Y la rabia, como un arado, labró profundos surcos de odio en nuestro ánimo. Y cuatro de aquellos niños, ahora ya mayores y vendedores en el mercado de la Torre, planeamos una acción de represalia: arrancar las cuatro ranas verdes y quedarnos con ellas. Para que nuestros dulces recuerdos vivieran a partir de entonces, materialmente, indefinidamente, en la casa de cada uno de nosotros. Y enfilamos Avenida arriba provistos de una carretilla, cuatro sacos de arpillera, dos martillos y dos escoplos…
Encarna ya mostraba signos evidentes de cansancio, pues llevaba un buen rato con la narración. En vista de ello, Ximo le dijo que volvería en otro momento para que terminara de contarle el resto. Él salió muy feliz de la vivienda de su abuela, porque sabía que tenía entre manos una magnífica historia. Pero, en realidad, era plenamente consciente de que le faltaban por rellenar todavía algunos huecos. Si bien conocía la persona que le podría proporcionar la argamasa verbal para conseguir su propósito: Voro, el policía local, que disfrutaba de su jubilación desde hacía un porrón de años. A pesar de su avanzada edad, conservaba una memoria prodigiosa, y no había perdido ni un ápice de su habitual facundia. Como apenas salía de casa, se entusiasmó mucho con la visita de Ximo, a la que correspondió con gran efusividad.

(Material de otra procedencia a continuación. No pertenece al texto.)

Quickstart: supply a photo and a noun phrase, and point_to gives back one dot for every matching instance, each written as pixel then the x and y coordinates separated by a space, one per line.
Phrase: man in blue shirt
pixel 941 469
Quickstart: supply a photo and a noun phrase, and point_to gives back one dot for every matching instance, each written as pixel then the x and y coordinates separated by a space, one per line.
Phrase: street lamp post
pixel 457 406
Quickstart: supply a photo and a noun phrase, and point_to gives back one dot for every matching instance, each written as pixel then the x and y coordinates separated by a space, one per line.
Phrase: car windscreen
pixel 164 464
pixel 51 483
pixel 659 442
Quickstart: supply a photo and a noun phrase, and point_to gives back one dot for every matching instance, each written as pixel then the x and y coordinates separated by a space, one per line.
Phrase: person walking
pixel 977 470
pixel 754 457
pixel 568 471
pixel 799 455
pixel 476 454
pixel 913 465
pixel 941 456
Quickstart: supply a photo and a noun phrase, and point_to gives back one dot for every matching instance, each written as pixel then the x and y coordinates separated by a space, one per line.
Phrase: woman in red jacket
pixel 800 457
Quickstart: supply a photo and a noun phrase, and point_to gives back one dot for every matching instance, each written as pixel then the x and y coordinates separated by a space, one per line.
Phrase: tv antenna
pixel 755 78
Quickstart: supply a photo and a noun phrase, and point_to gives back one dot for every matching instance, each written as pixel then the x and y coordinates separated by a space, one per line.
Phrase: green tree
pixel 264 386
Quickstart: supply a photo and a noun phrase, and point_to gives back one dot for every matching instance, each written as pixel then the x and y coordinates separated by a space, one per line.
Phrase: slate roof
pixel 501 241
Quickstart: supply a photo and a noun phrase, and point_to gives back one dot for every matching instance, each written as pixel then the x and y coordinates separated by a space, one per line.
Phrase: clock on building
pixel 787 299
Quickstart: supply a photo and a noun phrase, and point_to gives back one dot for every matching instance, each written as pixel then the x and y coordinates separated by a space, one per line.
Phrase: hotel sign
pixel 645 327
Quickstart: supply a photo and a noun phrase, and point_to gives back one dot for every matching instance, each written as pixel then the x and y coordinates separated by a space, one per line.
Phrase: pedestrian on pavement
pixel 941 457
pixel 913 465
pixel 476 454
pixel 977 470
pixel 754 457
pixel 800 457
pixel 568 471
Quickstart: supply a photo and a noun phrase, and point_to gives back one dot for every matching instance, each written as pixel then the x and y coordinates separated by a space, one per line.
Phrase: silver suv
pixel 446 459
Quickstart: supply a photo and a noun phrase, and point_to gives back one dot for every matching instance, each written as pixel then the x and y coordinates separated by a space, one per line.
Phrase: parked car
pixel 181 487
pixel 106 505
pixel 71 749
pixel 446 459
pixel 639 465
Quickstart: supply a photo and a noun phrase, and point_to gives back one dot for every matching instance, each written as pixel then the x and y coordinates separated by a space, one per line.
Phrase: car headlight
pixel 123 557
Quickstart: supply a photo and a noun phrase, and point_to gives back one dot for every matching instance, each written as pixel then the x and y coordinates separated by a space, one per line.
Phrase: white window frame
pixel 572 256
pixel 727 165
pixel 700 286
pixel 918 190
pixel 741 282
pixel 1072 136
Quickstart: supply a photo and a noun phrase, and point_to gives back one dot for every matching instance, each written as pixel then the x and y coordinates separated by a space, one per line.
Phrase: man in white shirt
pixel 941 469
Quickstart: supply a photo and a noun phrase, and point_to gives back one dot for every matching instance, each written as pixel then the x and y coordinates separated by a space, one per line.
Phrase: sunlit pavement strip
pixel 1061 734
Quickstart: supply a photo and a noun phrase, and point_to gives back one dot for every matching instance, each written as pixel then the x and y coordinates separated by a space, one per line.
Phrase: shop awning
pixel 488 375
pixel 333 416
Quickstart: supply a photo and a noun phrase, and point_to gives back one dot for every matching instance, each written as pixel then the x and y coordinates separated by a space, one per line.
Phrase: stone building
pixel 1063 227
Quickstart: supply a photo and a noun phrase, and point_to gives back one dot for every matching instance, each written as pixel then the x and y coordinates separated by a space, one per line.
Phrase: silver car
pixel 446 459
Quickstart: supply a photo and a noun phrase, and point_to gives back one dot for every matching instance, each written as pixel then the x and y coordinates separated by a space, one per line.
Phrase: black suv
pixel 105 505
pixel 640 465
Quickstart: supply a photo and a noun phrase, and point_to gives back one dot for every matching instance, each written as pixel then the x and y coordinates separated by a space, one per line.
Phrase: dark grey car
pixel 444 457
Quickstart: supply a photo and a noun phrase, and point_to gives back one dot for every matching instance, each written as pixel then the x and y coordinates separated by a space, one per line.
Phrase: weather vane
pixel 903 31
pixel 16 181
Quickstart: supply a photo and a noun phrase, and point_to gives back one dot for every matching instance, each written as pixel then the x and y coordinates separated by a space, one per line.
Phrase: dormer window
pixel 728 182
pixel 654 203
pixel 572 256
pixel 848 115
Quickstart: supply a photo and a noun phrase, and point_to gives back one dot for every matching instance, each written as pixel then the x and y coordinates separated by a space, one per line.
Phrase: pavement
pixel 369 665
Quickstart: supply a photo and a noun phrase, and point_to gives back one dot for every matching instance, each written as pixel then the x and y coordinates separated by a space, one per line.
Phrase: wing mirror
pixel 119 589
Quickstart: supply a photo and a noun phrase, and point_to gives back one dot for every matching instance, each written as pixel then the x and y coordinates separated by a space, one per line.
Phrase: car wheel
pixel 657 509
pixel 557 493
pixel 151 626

- Se montó un gran follón con la desaparición de las ranas –a Voro se le iluminaban los ojos con sus recuerdos-. Y no fue para menos. Faltaban pocos días para la inauguración de la fuente del Raval en su nuevo emplazamiento de la Avenida, y las autoridades falangistas ya habían anunciado a bombo y platillo que la cinta la cortaría el gobernador civil de la provincia. Cuando a mí en el retén me informaron del suceso y de sus pormenores (las ranas habían sido extraídas limpiamente), tuve un pálpito. Por aquel entonces, yo desempeñaba mi servicio de forma fija en el mercado de la Torre. Y el malestar entre los vecinos del Raval por el traslado de la fuente era un secreto a voces. Una mañana me causó extrañeza el repetido conciliábulo de varios vendedores ante la caseta de tu abuela Encarna. Por un casual, la mujer que vendía la tierra para limpiar se desplazaba hacía allí voceando “¿Xiques no en voleu?”, y me uní a ella, a ver si podía poner la oreja; pero la reunión se disolvió en un plis plas. Al día siguiente, ocurrido ya el hurto de las ranas, me pasé por las casetas de los cuatro vendedores, mostrando la misma naturalidad de siempre, para que mi prurito investigador no levantara sospecha alguna. En esto que mi disimulada inspección acabó en un sorprendente descubrimiento: en cada caseta había apilado en un rincón un saco de arpillera mediado de tierra para limpiar. Sabía que era tierra, porque todos se hallaban abiertos, supuse que de forma deliberada, para que se viera su contenido. Pero esos sacos, aparte de que el día anterior no estaban allí, presentaban unos abultamientos que no los podía producir solo la tierra. Y encajé las piezas. Aunque callé para siempre. Yo también había sido compañero de juegos de Encarna.
A la muerte de su abuela Encarna y de Voro, el policía local, Ximo escribió un cuento titulado “La rana verde”, que se publicó en un diario de difusión nacional.